We like this with our herb roasted Thanksgiving turkey!

Herbed Gravy

2 cups of turkey drippings, most of fat removed
1/4 cup white wine
1 large shallot, sliced
1 clove garlic, grated
1 tsp. rubbed sage or 1 T chopped fresh sage
1 tsp. dried thyme or 1 T fresh thyme
1 to 4 T arrowroot starch (or potato or tapioca starch)
olive oil
salt and pepper

In a saucepan, saute shallot and garlic in a little olive oil until golden brown.  Add white wine, all but 1/2 cup of the turkey drippings, and herbs and bring to a simmer.  Add arrowroot starch to the reserved turkey drippings and stir to dissolve.  Using a whisk, slowly add the starch mixture to the saucepan, stirring until thickened.  How much starch you use will depend on how thick you like your gravy to be - 1 T will be more like au jus and 4 T will be be thick.  I use 2 T.  Add salt and pepper to taste.

Thursday, November 14, 2013

Maple and Brown Sugar Cranberry Sauce

This recipe doesn't have any spices in it (histamine problems!), but if you do fine with them you can add in cinnamon and cloves.

Maple Cranberry Sauce

24 oz. fresh cranberries
1 1/2 cups maple syrup
1 cup organic sugar
1/2 cup water

Put all the ingredients into a saucepan, bring to a boil, reduce heat and simmer for about 15 minutes.  Keep stirring to prevent burning on the bottom.  Cool and then refrigerate.

Brined Turkey

If you are cooking a farm raised, pastured turkey this Thanksgiving you'll notice it's a bit drier than the supermarket ones, no matter how much you baste.  That's due to no injections of moisture holding solutions!  To make your turkey moister, you can brine it before you put it in to roast.

Brined Turkey

2 1/2 gallons water (you can sub 1 bottle of white wine in for that amount of the water if you have a wine you like - I use Geyser Peak Sauvignon Blanc for this)
1 1/2 cups kosher flake salt
1 1/2 cups organic sugar
1/2 cup lemon juice (or 4 quartered lemons if you have them)
8 sprigs of rosemary
8 juniper berries, crushed
2 bay leaves
1 T peppercorns

Before you begin, decide what you're going to put your turkey in!  If it's not too large, you may be able to get it and the brining liquid in a very large stockpot.  I use Ziploc X-tra large bags - Amazon carries them here.  

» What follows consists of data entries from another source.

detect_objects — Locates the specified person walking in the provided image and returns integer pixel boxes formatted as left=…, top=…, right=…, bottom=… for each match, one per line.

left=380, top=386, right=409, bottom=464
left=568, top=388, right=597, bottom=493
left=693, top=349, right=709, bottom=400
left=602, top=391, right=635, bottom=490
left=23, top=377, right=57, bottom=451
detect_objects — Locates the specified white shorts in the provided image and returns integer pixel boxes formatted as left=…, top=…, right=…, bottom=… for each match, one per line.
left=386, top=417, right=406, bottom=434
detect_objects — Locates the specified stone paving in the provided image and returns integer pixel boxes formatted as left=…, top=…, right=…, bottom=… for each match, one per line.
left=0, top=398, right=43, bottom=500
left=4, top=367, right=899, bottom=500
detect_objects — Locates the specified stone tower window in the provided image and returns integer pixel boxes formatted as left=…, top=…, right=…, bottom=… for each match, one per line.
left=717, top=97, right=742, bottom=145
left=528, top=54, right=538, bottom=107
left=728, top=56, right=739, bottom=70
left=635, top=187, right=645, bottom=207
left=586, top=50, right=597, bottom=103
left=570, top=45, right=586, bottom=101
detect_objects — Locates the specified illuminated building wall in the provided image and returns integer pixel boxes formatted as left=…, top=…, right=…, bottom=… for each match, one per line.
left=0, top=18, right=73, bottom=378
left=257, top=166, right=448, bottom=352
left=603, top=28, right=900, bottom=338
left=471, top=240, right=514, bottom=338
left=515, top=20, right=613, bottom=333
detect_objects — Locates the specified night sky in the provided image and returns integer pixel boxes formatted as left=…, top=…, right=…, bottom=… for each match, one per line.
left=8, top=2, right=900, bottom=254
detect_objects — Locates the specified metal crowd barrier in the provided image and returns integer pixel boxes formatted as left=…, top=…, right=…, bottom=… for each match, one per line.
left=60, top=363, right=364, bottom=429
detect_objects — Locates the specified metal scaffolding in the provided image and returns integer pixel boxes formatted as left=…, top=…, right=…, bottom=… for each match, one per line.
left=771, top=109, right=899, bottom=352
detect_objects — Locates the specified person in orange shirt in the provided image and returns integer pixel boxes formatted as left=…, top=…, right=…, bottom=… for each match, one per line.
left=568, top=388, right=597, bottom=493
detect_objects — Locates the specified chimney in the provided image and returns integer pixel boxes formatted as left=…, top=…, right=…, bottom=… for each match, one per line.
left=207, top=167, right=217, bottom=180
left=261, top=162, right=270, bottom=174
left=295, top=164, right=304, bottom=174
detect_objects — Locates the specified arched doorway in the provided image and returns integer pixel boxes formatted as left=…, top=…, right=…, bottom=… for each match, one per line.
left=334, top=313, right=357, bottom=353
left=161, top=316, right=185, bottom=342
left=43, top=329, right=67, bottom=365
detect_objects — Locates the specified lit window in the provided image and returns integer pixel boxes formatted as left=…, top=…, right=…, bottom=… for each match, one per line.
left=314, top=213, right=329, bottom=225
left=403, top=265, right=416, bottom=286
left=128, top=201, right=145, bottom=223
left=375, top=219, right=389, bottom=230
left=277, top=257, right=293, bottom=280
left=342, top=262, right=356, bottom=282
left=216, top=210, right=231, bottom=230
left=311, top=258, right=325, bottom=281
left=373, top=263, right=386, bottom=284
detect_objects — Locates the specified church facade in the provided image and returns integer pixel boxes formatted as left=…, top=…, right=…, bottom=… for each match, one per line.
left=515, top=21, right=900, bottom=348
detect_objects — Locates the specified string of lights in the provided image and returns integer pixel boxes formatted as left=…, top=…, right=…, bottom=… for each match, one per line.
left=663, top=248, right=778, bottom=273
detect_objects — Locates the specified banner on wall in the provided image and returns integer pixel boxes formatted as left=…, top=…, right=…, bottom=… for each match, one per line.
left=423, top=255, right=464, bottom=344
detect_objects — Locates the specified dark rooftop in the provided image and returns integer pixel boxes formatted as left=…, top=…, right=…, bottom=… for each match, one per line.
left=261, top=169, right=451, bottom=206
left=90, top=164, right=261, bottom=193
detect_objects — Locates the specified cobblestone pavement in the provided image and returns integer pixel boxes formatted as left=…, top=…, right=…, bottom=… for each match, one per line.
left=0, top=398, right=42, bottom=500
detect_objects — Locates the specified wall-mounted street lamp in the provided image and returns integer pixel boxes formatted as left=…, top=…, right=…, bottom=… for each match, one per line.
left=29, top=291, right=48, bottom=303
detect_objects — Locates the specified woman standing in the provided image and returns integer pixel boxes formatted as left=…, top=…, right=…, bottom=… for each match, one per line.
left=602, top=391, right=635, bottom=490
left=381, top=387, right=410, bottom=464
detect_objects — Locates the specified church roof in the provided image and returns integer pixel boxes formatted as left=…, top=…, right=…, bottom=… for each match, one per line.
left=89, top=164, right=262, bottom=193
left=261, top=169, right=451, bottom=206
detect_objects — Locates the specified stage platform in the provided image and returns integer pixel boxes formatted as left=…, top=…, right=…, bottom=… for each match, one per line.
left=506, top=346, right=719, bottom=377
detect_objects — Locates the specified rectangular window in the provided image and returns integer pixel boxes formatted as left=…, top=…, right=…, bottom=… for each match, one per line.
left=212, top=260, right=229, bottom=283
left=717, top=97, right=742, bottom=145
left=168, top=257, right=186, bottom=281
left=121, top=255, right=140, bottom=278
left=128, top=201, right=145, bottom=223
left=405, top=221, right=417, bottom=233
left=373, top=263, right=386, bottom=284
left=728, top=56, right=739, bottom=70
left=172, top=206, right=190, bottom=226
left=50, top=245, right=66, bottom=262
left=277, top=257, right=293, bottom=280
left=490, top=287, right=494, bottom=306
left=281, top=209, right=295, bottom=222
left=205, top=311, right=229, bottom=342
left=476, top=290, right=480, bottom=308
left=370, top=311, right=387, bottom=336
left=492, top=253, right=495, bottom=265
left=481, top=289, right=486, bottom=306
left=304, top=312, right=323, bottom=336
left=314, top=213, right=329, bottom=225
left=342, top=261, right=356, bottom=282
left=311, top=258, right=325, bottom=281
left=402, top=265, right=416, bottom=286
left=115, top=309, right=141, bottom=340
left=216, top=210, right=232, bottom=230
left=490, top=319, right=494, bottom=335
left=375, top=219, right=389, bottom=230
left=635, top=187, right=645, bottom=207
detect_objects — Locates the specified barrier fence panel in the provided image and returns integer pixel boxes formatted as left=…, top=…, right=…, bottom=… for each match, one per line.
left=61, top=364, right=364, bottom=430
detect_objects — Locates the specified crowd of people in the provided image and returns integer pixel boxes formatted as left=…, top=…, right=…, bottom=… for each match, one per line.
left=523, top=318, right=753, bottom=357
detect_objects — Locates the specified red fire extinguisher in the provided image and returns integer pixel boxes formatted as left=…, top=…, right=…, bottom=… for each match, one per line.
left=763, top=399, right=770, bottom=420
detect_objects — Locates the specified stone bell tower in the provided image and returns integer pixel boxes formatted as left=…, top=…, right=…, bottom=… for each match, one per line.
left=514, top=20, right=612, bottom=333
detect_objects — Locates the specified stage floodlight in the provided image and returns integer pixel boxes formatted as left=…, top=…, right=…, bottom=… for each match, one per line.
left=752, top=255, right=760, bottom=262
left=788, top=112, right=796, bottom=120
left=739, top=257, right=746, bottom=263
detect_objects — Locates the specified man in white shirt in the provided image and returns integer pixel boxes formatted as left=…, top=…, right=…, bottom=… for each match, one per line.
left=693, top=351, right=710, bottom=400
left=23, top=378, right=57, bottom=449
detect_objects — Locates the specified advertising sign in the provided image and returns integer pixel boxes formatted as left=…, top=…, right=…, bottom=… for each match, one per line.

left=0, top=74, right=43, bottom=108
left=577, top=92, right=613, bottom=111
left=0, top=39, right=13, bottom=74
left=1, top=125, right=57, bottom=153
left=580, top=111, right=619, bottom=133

In a large container, mix 1 1/2 gallons of the water (sub the wine in here if you're going that way) and all the rest of the ingredients, stirring to dissolve the salt and sugar.  Rinse off the turkey and place in your brining container.  This is where I put the open back in my largest stockpot.  Put the turkey into the bag and add the brining mixture.  It really helps at this step to have another person helping so they can hold the bag upright!  Add additional water until the turkey is completely submerged.  Seal the bag (or cover the container you're using) and put in the refrigerator for 1 to 1/2 days - and yes, brining time is a matter of personal preference!  Some people would never dream of brining a turkey for longer than half a day and others don't consider it done before 2 days.  You have leeway!  

I also use packing tape to hold the bag upright above my stockpot as in the photo below.

Rinse and dry off before roasting with your usual recipe.